ORIGINAL RESEARCH ARTICLE


https://doi.org/10.5005/jp-journals-10069-0083
Indian Journal of Sleep Medicine
Volume 16 | Issue 3 | Year 2021

A Predictive Performance of STOP-BANG Score and Epworth Sleepiness Scale in Suspected Sleep Apnea Individuals

Keyur M Patel1, Nalin T Shah2

1,2Department of Pulmonary Medicine, BJ Medical College, Ahmedabad, Gujarat, India

Corresponding Author: Keyur M Patel, Department of Pulmonary Medicine, BJ Medical College, Ahmedabad, Gujarat, India, Phone: +91 8866674417, +91 8200759371, e-mail: kur.mbbs276@gmail.com

How to cite this article: Patel KM, Shah NT. A Predictive Performance of STOP-BANG Score and Epworth Sleepiness Scale in Suspected Sleep Apnea Individuals. Indian J Sleep Med 2021;16(3):69–76.

Source of support: Nil

Conflict of interest: None

ABSTRACT

Background: Incidence of sleep apnea is rising globally. STOP-BANG (Snoring, Tiredness, Observed choking, Pressure, Body Mass Index (BMI), Age, Neck girth, Gender) Score and Epworth sleepiness scale (ESS) are outpatient assessment scores available to suspect and estimate the severity of obstructive sleep apnea (OSA) that is compared with gold standard test overnight polysomnography.

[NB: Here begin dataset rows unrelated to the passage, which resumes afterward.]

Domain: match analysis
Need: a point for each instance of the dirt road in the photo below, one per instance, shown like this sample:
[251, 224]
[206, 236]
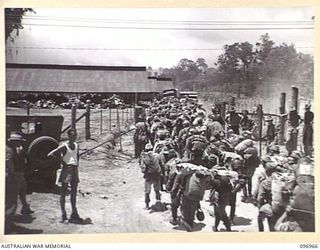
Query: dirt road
[111, 195]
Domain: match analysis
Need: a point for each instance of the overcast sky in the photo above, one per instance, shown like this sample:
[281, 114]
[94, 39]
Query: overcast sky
[151, 37]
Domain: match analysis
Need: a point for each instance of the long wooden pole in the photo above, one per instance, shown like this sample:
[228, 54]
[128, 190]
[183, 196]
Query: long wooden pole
[282, 110]
[88, 120]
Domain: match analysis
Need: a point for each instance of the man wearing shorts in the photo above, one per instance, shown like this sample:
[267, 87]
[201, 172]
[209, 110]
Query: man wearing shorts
[68, 155]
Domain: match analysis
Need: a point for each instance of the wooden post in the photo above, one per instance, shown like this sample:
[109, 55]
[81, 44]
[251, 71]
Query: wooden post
[260, 117]
[73, 116]
[100, 121]
[294, 104]
[282, 110]
[88, 120]
[127, 114]
[119, 129]
[294, 97]
[233, 101]
[135, 99]
[110, 119]
[122, 117]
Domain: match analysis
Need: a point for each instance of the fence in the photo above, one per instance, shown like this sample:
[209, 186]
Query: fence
[92, 123]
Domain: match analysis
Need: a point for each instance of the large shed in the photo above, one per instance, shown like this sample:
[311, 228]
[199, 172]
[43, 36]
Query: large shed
[129, 82]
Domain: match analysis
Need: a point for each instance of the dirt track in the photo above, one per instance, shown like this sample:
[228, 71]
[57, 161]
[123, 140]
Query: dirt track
[111, 195]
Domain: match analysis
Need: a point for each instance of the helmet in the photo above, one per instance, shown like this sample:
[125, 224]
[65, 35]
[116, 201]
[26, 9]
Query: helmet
[148, 147]
[186, 123]
[200, 215]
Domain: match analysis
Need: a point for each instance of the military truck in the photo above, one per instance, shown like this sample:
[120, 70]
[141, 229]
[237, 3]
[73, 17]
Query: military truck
[42, 134]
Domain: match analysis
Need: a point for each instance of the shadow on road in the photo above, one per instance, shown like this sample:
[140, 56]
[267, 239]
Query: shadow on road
[39, 188]
[198, 226]
[16, 229]
[158, 207]
[242, 221]
[25, 219]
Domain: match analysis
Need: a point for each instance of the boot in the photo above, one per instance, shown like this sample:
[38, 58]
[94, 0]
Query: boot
[147, 201]
[64, 217]
[26, 210]
[260, 224]
[75, 218]
[158, 196]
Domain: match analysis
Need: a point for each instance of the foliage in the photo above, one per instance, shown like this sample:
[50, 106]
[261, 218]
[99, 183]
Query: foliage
[13, 18]
[244, 68]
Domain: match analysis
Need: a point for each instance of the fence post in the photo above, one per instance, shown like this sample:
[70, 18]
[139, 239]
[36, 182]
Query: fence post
[282, 110]
[294, 97]
[127, 114]
[122, 117]
[110, 119]
[294, 104]
[88, 120]
[233, 101]
[101, 121]
[73, 116]
[260, 117]
[119, 129]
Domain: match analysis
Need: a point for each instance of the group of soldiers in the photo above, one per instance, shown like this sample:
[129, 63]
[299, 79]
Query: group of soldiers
[185, 150]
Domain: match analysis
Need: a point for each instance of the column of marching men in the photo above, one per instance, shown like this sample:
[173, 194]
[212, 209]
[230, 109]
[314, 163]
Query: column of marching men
[185, 150]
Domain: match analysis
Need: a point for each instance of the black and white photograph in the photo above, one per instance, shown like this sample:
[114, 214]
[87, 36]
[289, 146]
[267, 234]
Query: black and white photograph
[159, 120]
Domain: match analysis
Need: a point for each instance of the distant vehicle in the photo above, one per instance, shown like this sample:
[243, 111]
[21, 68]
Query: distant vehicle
[189, 95]
[42, 134]
[170, 92]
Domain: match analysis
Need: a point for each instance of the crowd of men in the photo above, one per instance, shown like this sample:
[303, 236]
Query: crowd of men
[185, 150]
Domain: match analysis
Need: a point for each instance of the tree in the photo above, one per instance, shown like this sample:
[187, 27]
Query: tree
[234, 63]
[13, 18]
[263, 48]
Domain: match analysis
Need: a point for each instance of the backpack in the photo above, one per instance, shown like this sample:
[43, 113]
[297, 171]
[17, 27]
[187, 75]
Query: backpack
[151, 162]
[195, 186]
[142, 136]
[279, 183]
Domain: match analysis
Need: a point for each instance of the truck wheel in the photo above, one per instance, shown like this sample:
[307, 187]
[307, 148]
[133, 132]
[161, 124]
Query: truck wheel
[38, 151]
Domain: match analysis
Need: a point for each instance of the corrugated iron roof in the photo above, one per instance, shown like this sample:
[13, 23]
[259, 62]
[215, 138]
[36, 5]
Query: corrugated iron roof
[77, 79]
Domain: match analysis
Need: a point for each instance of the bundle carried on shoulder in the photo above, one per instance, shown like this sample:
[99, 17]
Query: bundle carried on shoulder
[196, 184]
[197, 179]
[151, 162]
[302, 201]
[242, 146]
[279, 184]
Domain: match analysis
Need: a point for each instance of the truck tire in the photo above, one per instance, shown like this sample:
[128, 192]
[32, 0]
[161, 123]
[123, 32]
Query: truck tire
[38, 151]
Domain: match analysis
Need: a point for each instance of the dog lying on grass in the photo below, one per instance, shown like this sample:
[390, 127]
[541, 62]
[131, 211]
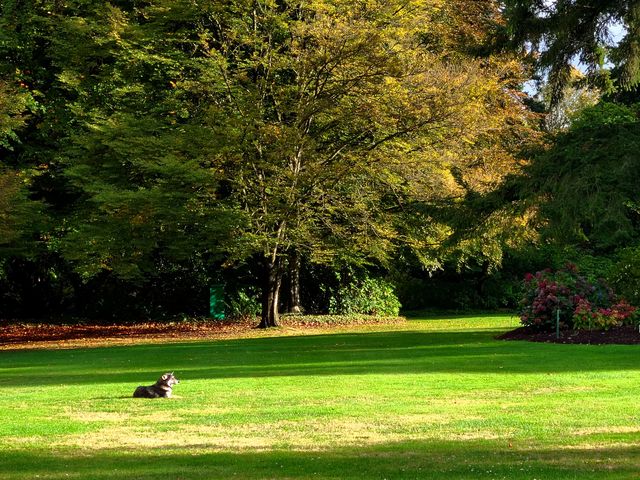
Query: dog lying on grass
[161, 389]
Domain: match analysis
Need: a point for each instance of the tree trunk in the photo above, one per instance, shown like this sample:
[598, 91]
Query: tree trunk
[271, 295]
[295, 306]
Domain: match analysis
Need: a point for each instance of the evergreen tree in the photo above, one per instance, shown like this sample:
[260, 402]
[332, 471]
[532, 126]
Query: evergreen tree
[562, 32]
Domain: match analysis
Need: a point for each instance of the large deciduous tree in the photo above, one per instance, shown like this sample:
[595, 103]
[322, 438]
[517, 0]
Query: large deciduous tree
[343, 117]
[272, 130]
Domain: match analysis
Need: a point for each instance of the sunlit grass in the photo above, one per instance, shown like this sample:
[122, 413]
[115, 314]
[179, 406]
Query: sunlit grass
[435, 398]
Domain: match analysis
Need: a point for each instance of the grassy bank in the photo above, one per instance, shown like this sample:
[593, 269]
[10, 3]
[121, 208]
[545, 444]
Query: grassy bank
[432, 398]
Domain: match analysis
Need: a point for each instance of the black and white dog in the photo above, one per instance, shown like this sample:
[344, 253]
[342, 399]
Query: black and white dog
[161, 389]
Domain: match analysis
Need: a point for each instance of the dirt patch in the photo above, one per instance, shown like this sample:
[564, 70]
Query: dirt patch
[626, 335]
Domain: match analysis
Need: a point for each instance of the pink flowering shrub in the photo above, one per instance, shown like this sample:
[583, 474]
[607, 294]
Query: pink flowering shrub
[582, 304]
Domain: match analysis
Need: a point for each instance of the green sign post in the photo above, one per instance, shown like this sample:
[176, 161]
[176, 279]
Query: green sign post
[216, 301]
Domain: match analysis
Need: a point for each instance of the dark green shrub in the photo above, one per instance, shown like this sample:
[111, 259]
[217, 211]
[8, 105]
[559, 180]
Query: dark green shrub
[244, 303]
[369, 296]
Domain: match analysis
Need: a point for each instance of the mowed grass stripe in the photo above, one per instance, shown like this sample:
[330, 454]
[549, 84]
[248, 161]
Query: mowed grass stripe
[435, 398]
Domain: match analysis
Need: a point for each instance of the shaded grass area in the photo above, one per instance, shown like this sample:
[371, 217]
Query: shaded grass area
[435, 398]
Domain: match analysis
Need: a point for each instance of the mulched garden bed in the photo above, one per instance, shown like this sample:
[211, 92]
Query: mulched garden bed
[27, 335]
[626, 335]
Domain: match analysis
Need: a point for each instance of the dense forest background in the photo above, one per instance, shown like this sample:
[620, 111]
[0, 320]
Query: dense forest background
[312, 155]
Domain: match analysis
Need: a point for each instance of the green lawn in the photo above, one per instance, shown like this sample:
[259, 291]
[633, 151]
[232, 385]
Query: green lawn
[436, 398]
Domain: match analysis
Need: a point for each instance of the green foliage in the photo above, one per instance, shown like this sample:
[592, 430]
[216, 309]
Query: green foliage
[244, 303]
[584, 184]
[625, 275]
[368, 296]
[559, 32]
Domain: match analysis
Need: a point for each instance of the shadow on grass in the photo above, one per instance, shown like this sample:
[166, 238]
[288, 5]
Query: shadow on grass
[395, 352]
[405, 460]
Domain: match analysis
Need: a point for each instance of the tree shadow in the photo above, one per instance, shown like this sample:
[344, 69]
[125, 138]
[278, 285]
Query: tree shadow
[457, 460]
[396, 352]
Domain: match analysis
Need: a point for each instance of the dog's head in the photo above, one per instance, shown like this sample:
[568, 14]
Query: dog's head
[168, 379]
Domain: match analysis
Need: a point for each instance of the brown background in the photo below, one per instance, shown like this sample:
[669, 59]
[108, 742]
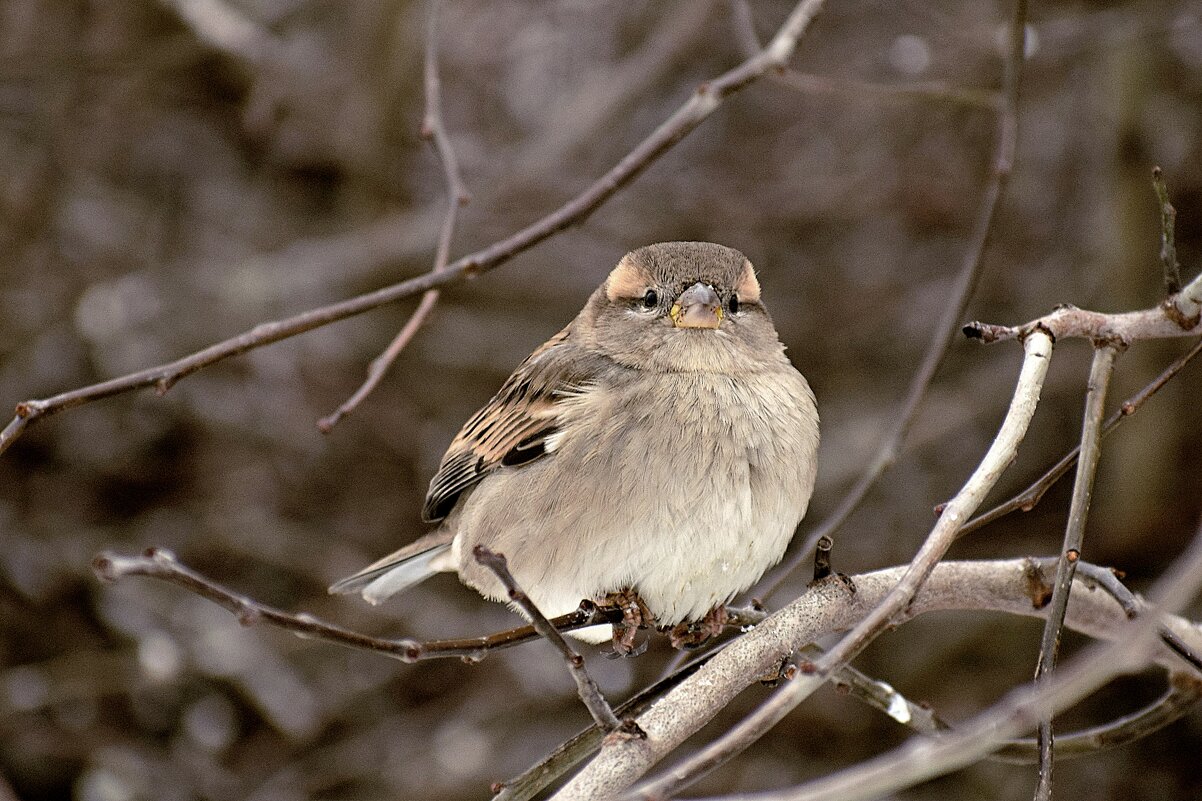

Objective: The objective of the article was to validate and establish a correlation of variables of STOP-BANG Score, ESS, and Apnea–Hypopnea Index (AHI) from polysomnography.

Methods: Retrospective study in patients aged 18 or more who were referred to the Department of Pulmonary Medicine, BJMC, Ahmedabad, between April 2017 and December 2020 who had complaints of excessive daytime sleepiness underwent overnight polysomnography after physical examination in the outpatient department.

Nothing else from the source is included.